Scientific Moulding and Validation

The tools were fabricated by our supplier in Johor, Malaysia under the watchful eyes of our project team including our engineers from our Malaysia factory who were able to make weekly visits to inspect the progress and be available to answer any questions that the supplier may have.

When complete, the tools were trialed in one of our Engel injection moulding machines in our Malaysia factory and first article inspections (FAI) were completed to ensure that the part dimensions and aesthetics met the specification.

Some tuning of the tools was done and once satisfied that they were operating correctly and parts met the specification, they were signed off for shipment to Australia.

After arriving in Sydney, each of the tools underwent our Scientific Moulding Procedure (SMP) which involves a series of experiments to determine the most suitable process settings for the plastic resin and part design. The SMP process outputs a “process window” which, if the process settings stay within, will always produce good parts.

When the process is complete these settings are “locked in” and only a very few authorized people can approve any changes via a documented process.

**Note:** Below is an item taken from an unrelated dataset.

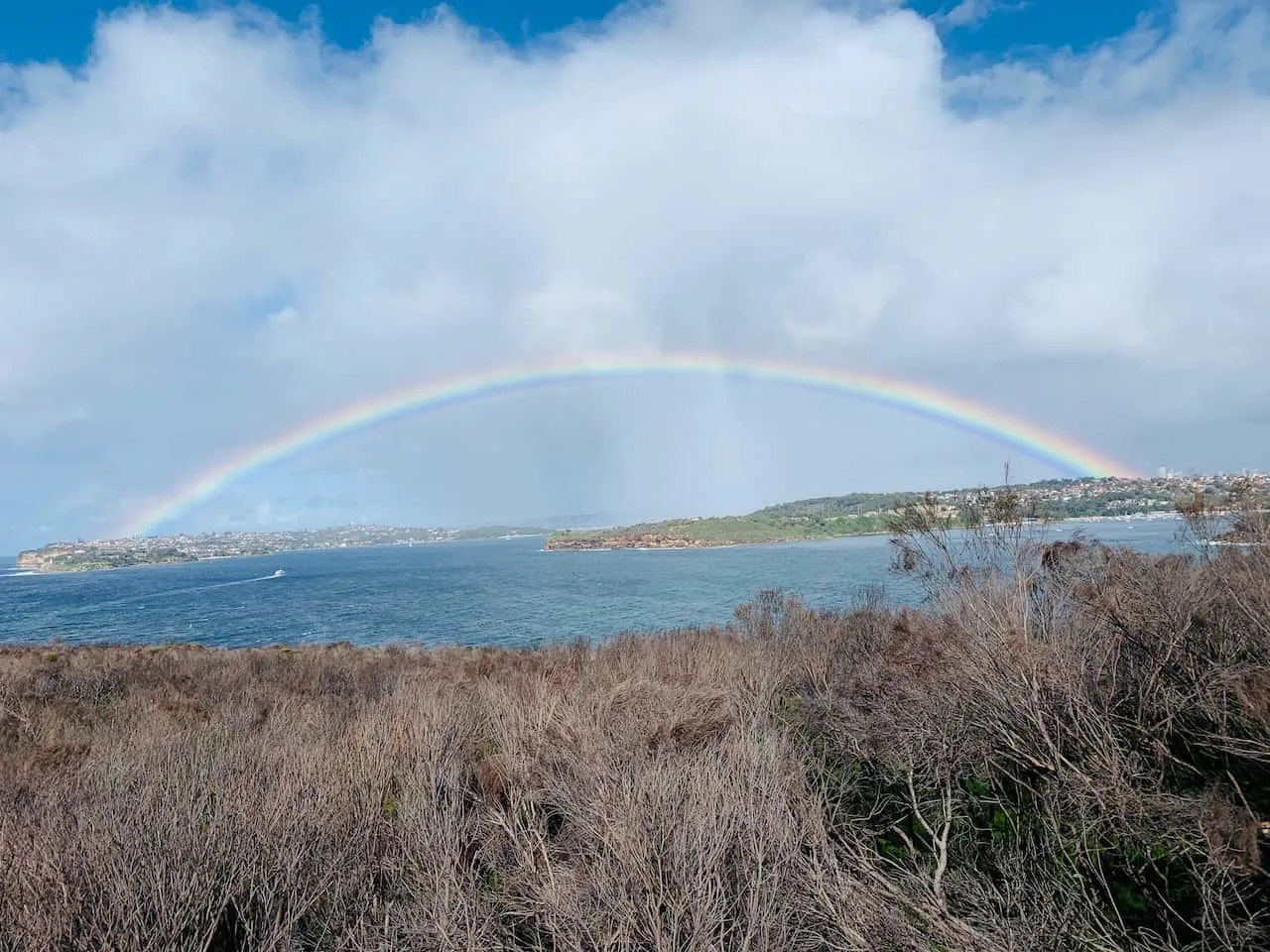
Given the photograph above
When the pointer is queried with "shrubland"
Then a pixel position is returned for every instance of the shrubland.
(1066, 747)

A sample batch of parts were molded, inspected, and measured in our QC laboratory

Measurements were evaluated by one of our NPI engineers and after calculating that the data statistically proved that the parts will consistently meet the specification the tools were approved for production.

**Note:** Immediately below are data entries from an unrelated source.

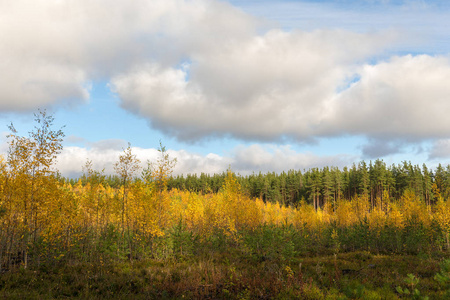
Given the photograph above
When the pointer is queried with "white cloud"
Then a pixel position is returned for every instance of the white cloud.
(440, 149)
(262, 88)
(202, 68)
(243, 160)
(51, 50)
(403, 98)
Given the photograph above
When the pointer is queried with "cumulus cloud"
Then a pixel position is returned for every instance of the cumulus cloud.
(197, 69)
(440, 149)
(405, 97)
(278, 84)
(243, 159)
(50, 51)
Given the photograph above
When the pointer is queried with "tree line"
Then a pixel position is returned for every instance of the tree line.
(375, 180)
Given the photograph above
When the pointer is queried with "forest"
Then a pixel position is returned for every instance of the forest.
(370, 231)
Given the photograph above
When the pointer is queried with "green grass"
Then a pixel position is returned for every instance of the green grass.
(229, 274)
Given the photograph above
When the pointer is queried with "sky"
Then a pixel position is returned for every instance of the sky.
(246, 85)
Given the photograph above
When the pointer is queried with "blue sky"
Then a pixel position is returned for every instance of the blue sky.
(251, 85)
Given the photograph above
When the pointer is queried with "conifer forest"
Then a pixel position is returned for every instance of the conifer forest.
(368, 231)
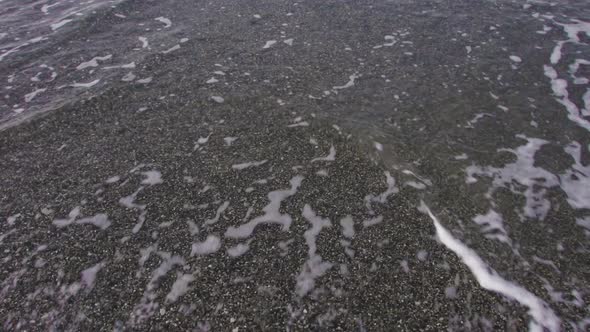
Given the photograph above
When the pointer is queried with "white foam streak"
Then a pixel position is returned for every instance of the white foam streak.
(489, 279)
(249, 164)
(271, 211)
(314, 267)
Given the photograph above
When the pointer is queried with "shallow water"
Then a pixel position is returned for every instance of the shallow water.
(474, 116)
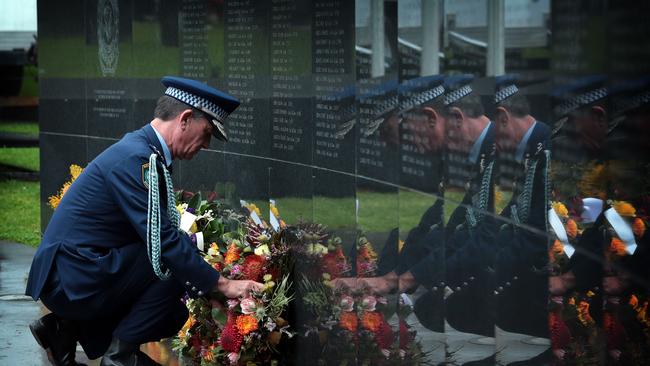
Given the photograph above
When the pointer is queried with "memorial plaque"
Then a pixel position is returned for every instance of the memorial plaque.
(109, 84)
(247, 75)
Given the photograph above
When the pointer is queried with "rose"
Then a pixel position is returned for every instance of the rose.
(368, 303)
(262, 250)
(248, 306)
(346, 303)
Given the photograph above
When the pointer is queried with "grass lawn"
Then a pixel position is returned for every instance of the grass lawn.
(23, 157)
(19, 127)
(20, 212)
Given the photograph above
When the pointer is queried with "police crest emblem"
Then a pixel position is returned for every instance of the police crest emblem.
(108, 35)
(145, 175)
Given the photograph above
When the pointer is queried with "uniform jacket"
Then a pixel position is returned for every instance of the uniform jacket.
(89, 238)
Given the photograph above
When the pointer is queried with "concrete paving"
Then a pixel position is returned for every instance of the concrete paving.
(17, 346)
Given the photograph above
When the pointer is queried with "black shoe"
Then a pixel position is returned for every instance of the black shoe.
(121, 353)
(58, 337)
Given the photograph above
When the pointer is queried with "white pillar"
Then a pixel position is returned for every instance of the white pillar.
(431, 18)
(377, 29)
(496, 52)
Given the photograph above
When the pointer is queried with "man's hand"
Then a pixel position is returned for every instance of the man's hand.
(407, 283)
(234, 289)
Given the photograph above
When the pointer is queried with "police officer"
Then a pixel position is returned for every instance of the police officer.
(522, 281)
(113, 264)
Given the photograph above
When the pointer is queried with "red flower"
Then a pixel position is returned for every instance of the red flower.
(384, 336)
(560, 334)
(405, 336)
(253, 268)
(231, 340)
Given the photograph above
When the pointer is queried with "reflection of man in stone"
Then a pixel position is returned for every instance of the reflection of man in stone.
(522, 282)
(455, 260)
(113, 263)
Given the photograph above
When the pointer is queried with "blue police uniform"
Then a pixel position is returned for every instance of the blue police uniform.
(93, 266)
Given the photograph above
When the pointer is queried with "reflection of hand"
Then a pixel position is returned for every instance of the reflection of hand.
(234, 289)
(381, 285)
(560, 285)
(407, 283)
(614, 285)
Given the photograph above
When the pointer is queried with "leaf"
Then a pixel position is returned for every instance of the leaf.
(219, 316)
(195, 201)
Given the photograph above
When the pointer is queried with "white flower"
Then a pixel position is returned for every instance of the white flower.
(262, 250)
(248, 306)
(233, 357)
(368, 303)
(346, 303)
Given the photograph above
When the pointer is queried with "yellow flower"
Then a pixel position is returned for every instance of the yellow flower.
(571, 229)
(75, 171)
(617, 247)
(560, 209)
(583, 313)
(274, 211)
(54, 201)
(624, 208)
(246, 324)
(638, 227)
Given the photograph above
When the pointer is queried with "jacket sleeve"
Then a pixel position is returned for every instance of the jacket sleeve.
(125, 182)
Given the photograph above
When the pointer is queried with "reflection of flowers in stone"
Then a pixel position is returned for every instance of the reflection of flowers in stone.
(368, 303)
(348, 321)
(371, 320)
(617, 247)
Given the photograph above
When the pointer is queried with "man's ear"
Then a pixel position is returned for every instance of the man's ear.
(184, 118)
(432, 116)
(457, 116)
(599, 115)
(502, 117)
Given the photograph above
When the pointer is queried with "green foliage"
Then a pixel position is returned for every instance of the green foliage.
(20, 212)
(22, 157)
(28, 128)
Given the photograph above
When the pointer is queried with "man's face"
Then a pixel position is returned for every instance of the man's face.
(427, 128)
(195, 136)
(504, 131)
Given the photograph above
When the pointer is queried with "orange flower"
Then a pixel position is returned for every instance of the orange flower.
(246, 324)
(371, 320)
(232, 255)
(349, 321)
(556, 249)
(617, 247)
(624, 208)
(638, 226)
(583, 313)
(571, 228)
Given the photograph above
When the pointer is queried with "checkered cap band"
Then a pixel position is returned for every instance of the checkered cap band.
(505, 93)
(626, 104)
(419, 98)
(579, 101)
(457, 94)
(197, 102)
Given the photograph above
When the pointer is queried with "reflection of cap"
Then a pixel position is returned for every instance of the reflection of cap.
(505, 87)
(419, 91)
(630, 94)
(383, 101)
(207, 99)
(457, 88)
(582, 92)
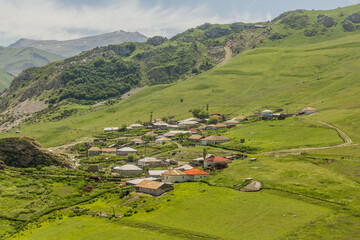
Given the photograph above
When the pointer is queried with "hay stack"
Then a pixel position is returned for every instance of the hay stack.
(254, 186)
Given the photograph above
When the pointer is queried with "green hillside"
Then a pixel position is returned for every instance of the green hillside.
(15, 60)
(323, 76)
(5, 79)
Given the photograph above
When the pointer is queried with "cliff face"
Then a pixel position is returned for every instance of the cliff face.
(26, 152)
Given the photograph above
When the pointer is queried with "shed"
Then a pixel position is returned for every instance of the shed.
(126, 151)
(152, 187)
(128, 170)
(174, 176)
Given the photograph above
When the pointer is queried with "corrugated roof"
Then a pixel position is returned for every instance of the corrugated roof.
(216, 138)
(195, 171)
(149, 184)
(128, 167)
(217, 159)
(94, 149)
(173, 172)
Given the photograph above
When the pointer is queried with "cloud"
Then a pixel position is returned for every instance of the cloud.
(51, 19)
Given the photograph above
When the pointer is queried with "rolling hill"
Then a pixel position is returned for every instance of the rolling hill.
(73, 47)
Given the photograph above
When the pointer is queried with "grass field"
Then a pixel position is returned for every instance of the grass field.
(195, 208)
(323, 76)
(285, 134)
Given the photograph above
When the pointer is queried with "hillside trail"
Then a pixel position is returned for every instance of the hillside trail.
(342, 134)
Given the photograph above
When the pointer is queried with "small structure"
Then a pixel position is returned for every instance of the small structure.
(231, 123)
(214, 139)
(152, 187)
(195, 138)
(139, 180)
(128, 170)
(155, 173)
(215, 159)
(309, 110)
(266, 113)
(136, 125)
(125, 151)
(137, 141)
(174, 176)
(149, 162)
(108, 150)
(162, 140)
(111, 129)
(93, 168)
(184, 167)
(254, 186)
(94, 151)
(2, 165)
(240, 119)
(196, 173)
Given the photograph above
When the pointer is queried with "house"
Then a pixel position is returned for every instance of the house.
(266, 113)
(94, 151)
(139, 180)
(174, 176)
(93, 168)
(213, 140)
(136, 125)
(196, 173)
(195, 138)
(155, 173)
(149, 162)
(184, 167)
(153, 188)
(108, 150)
(128, 170)
(125, 151)
(188, 123)
(192, 131)
(169, 134)
(137, 141)
(111, 129)
(220, 125)
(309, 110)
(230, 123)
(220, 118)
(215, 159)
(162, 140)
(240, 119)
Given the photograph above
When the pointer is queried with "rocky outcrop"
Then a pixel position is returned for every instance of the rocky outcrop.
(355, 18)
(24, 152)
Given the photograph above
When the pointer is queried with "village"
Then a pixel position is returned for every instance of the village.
(138, 158)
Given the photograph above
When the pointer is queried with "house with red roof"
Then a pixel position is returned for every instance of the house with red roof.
(214, 160)
(196, 173)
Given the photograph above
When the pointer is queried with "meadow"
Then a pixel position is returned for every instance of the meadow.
(322, 76)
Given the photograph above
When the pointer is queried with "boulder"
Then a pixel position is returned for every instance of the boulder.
(254, 186)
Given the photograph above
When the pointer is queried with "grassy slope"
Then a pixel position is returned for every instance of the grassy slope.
(198, 208)
(5, 79)
(14, 60)
(257, 79)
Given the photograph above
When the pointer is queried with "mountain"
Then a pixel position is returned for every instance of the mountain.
(71, 48)
(271, 75)
(5, 79)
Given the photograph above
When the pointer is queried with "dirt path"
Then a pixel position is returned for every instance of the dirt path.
(228, 53)
(344, 136)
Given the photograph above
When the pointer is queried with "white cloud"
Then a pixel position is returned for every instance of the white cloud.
(48, 19)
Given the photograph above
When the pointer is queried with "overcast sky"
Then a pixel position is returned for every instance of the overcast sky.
(69, 19)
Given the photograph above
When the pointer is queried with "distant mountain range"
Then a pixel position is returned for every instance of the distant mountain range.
(73, 47)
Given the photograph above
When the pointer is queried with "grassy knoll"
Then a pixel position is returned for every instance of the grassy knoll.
(193, 209)
(292, 174)
(275, 135)
(324, 76)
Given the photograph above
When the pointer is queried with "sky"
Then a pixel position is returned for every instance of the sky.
(70, 19)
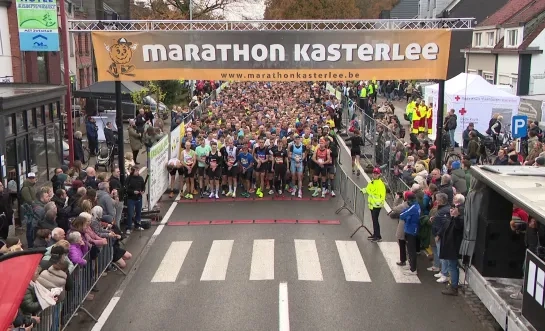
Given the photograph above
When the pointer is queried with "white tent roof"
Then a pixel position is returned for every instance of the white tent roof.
(470, 85)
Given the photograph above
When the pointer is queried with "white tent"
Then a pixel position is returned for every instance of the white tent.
(474, 100)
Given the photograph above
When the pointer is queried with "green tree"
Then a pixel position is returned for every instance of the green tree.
(310, 9)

Clean Cell Moulding and Clean Room

The Felix cartridge is a medical device used in IVF laboratories to assist with “start of life” and therefore particle and biological contamination must be controlled.

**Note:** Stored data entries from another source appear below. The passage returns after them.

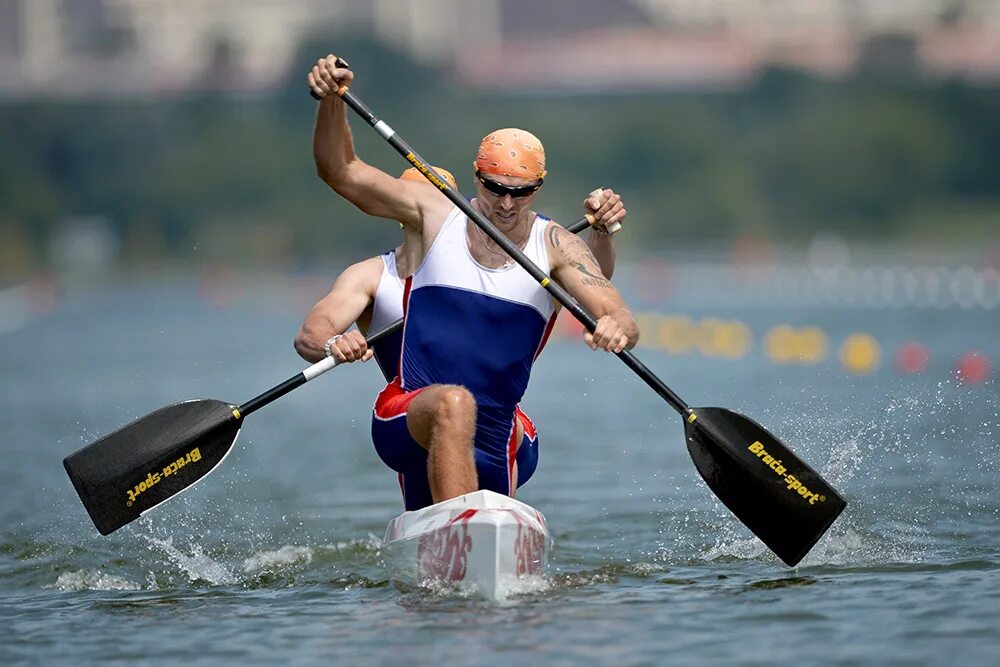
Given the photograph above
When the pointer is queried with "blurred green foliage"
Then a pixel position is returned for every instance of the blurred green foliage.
(230, 176)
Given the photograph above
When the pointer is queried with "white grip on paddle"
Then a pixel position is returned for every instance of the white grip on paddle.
(613, 227)
(319, 368)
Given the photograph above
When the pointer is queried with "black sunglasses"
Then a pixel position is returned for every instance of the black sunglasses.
(515, 191)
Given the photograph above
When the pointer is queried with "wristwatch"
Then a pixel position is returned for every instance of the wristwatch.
(327, 346)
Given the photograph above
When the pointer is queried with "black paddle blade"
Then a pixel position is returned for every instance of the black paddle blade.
(770, 489)
(150, 460)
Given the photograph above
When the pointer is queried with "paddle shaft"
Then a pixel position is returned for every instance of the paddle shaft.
(314, 371)
(557, 292)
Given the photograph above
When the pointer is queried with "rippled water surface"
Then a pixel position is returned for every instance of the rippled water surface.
(274, 557)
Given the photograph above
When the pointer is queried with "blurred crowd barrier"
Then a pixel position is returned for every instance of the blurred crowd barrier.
(858, 353)
(665, 298)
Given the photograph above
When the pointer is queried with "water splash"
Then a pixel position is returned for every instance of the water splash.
(196, 564)
(92, 580)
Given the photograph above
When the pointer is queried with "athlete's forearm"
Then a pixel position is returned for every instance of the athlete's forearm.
(333, 144)
(603, 247)
(312, 337)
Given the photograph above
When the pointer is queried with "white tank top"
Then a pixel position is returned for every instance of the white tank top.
(388, 304)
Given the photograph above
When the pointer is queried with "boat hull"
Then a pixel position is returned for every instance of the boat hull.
(480, 541)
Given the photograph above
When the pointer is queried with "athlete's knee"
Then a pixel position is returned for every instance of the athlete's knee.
(454, 403)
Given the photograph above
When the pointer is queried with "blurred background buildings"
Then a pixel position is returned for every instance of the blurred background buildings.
(61, 48)
(799, 155)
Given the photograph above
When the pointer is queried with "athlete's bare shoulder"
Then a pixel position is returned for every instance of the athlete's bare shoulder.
(362, 276)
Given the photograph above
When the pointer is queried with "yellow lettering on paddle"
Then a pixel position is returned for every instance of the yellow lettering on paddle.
(153, 478)
(425, 171)
(792, 482)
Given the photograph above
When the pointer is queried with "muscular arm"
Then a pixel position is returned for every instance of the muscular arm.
(347, 301)
(602, 246)
(606, 206)
(371, 190)
(574, 267)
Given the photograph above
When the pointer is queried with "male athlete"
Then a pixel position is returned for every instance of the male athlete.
(370, 293)
(475, 320)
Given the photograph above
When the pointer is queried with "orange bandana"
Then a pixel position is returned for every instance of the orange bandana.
(511, 152)
(412, 174)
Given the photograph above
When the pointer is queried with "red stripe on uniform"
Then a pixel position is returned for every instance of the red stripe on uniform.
(512, 444)
(394, 401)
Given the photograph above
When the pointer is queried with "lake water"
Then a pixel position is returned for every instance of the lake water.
(274, 557)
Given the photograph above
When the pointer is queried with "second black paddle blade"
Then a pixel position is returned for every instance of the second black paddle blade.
(150, 460)
(770, 489)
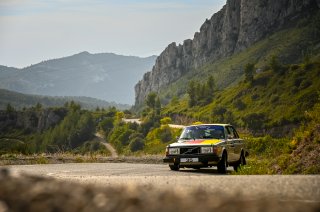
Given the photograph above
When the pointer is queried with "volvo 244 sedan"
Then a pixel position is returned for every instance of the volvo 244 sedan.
(207, 145)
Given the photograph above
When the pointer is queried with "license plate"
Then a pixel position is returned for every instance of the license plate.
(189, 160)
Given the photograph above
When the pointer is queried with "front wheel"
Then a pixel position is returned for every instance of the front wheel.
(174, 167)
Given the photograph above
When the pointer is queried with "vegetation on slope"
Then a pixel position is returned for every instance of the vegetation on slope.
(20, 101)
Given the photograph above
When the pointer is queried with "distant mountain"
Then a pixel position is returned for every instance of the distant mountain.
(104, 76)
(19, 100)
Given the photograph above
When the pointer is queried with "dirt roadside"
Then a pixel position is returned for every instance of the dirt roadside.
(31, 193)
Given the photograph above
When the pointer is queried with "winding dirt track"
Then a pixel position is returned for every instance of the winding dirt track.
(304, 188)
(109, 147)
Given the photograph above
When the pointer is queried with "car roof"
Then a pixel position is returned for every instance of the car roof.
(215, 124)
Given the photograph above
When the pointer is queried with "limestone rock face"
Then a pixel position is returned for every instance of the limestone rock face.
(238, 25)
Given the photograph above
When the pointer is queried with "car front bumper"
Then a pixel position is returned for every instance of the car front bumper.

A clean moulding cell was also built to control particle contamination during the moulding cycle, and we built an ISO Class 7 Clean Room specifically to assemble the cartridge in.

Process Flow

The Felix Cartridge assembly contains quite a few parts including:

• 5 plastic injection molded parts
• 2 over molded plastic injection molded parts
• 2 pressed metal and plated parts
• 2 “fabric” membranes
• 1 chemical membrane
• Several labels
• A sterilization pouch
• Several carton boxes

Plastic parts are molded within the previous mentioned clean cell, placed in double layer poly bags, sealed which are stored and transported in plastic creates.

There are several process undertaken within the clean room.

A chemical membrane is manufactured by mixing a powder with a liquid, screeding a very accurate volume of the mixture onto a glass plate, cured in an oven and cut to the required size.

Fabric membranes are manufactured by cutting the bulk fabric to the correct size and fusing a bezel onto the edges.

Prior to entering the clean room, the plated pressed metal parts are thoroughly cleaned and prepared.

The plastic parts are taken to the clean room where they are assembled with the other parts and once assembled, packed in a temporary pouch and sealed.

The finished assembly is sent to a local supplier where it is Gamma irradiated to further ensure that there is no biological contamination and returned to the clean room where it is sealed in its final packaging ready for distribution to IVF laboratories all around the world.

Traceability

The Felix Cartridge is being registered with the FDA as a class 2 medical device and therefore requires complete traceability of all materials and components.

W&S systems ensure that this is possible.  The batch number can be entered into our MRP system, PRONTO, and a report is created providing the details of all materials. We can drill down to the batch numbers of all components and materials with the cartridge assembly. The injection moulding machine, its process settings, the operator that packed the parts, the time that the parts were mouded are all details that the system captures.

Master Supply Agreement

Due to the complexity of the project, W&S and Memphasys agreed that a contract, or master supply agreement was required, and the content of this document were negotiated and signed in due course.

 

With plastic injection moulding tooling, process settings, equipment, and legal agreements all in place, W&S and Memphasys look forward to helping many women achieve their dream of having a child.